FIKRA
1950’li yıllarda Düzceli bir Abaza, Eskişehir’de bir Abaza köyüne misafir olmuş. Deri çizmeleri, atı, kırbaçı, tabancası ve giyimiyle tipik bir Abazaymış. Konuk olduğu evde gerektiği şekilde ağırlanmış.
Ertesi sabah uyanıp bahçede gezinirken, yolda önüne eşeği katmış giden bir adam görmüş. Ev sahibinden adamın Abaza olduğunu öğrenince tabancasını çekip eşeği vurmuş, olayı şaşkın şaşkın izleyen eşeğin sahibine:
— Bir Abaza asla eşek beslemez, diyerek bir at parası vermiş.
Birkaç yıl sonra Eskişehirli malûm Abaza Düzce’ye, eşeğini vuran adamın köyüne konuk olmuş.

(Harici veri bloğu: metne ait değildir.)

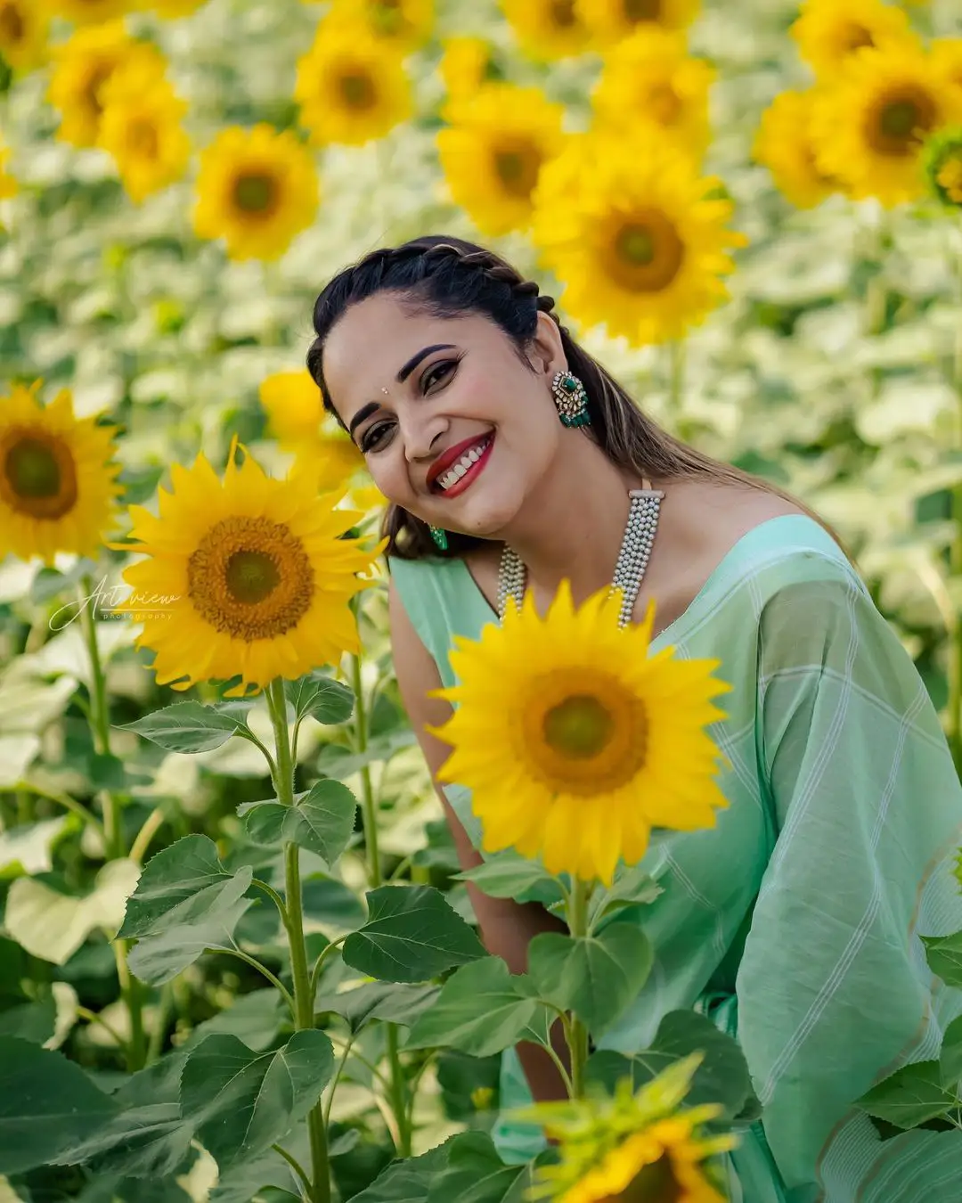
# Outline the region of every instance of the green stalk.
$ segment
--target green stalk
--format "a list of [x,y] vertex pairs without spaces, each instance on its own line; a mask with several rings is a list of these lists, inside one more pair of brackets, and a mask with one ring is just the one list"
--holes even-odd
[[[351,687],[355,694],[355,752],[363,755],[368,747],[368,713],[364,699],[364,686],[361,674],[361,657],[351,657]],[[374,796],[374,786],[370,778],[370,765],[364,765],[361,770],[361,813],[364,824],[364,847],[368,859],[368,884],[376,890],[382,884],[381,857],[378,848],[378,805]],[[385,1024],[385,1044],[387,1061],[391,1066],[391,1091],[388,1102],[394,1113],[394,1122],[398,1128],[398,1156],[410,1157],[411,1155],[411,1125],[409,1121],[410,1107],[408,1102],[408,1083],[404,1077],[404,1066],[400,1063],[398,1050],[397,1024]]]
[[[590,887],[581,878],[571,882],[571,896],[568,907],[568,929],[577,940],[588,934],[588,897]],[[571,1097],[584,1097],[584,1066],[588,1061],[588,1029],[572,1012],[566,1025],[568,1050],[571,1056]]]
[[[279,802],[284,806],[293,806],[293,758],[287,733],[284,682],[280,677],[275,677],[268,686],[267,704],[274,728],[277,749],[274,789]],[[292,842],[284,846],[284,893],[287,912],[287,941],[291,949],[291,977],[293,978],[295,1029],[301,1032],[314,1027],[314,997],[310,992],[308,952],[304,944],[301,849]],[[331,1203],[327,1130],[323,1125],[323,1108],[320,1100],[308,1114],[308,1139],[310,1144],[310,1203]]]
[[[88,606],[88,599],[93,597],[93,593],[94,582],[88,573],[83,577],[81,623],[90,656],[90,727],[94,736],[94,747],[101,755],[109,755],[111,712],[107,700],[107,676],[103,671],[103,664],[100,659],[100,647],[97,646],[94,603],[90,603]],[[109,789],[100,792],[100,804],[103,811],[103,854],[107,860],[121,860],[127,853],[124,846],[120,805]],[[120,996],[130,1017],[130,1043],[125,1050],[126,1066],[130,1073],[136,1073],[147,1062],[147,1038],[143,1027],[143,991],[141,990],[139,982],[127,968],[129,953],[129,941],[115,940],[113,942]]]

Misafir olduğu evde, düğün nedeniyle fazla konuk varmış. kalabalıkta ne ev sahibinden, ne de köyün diğer insanlarından gerekli konukseverliği görememiş. Bu ilgisizliğe oldukça canı sıkılmış ve ev sahibini çağırarak, eşeğini vuran Abazayı sormuş. Ev Sahibi, eşeğini vuran adamın iki yıl önce öldüğünü söyleyince:
—Hortlasın inşallah! Kendi köyünde bu kadar eşek varken, gelip benim eşeğimi öldürdü, diye sitem etmiş.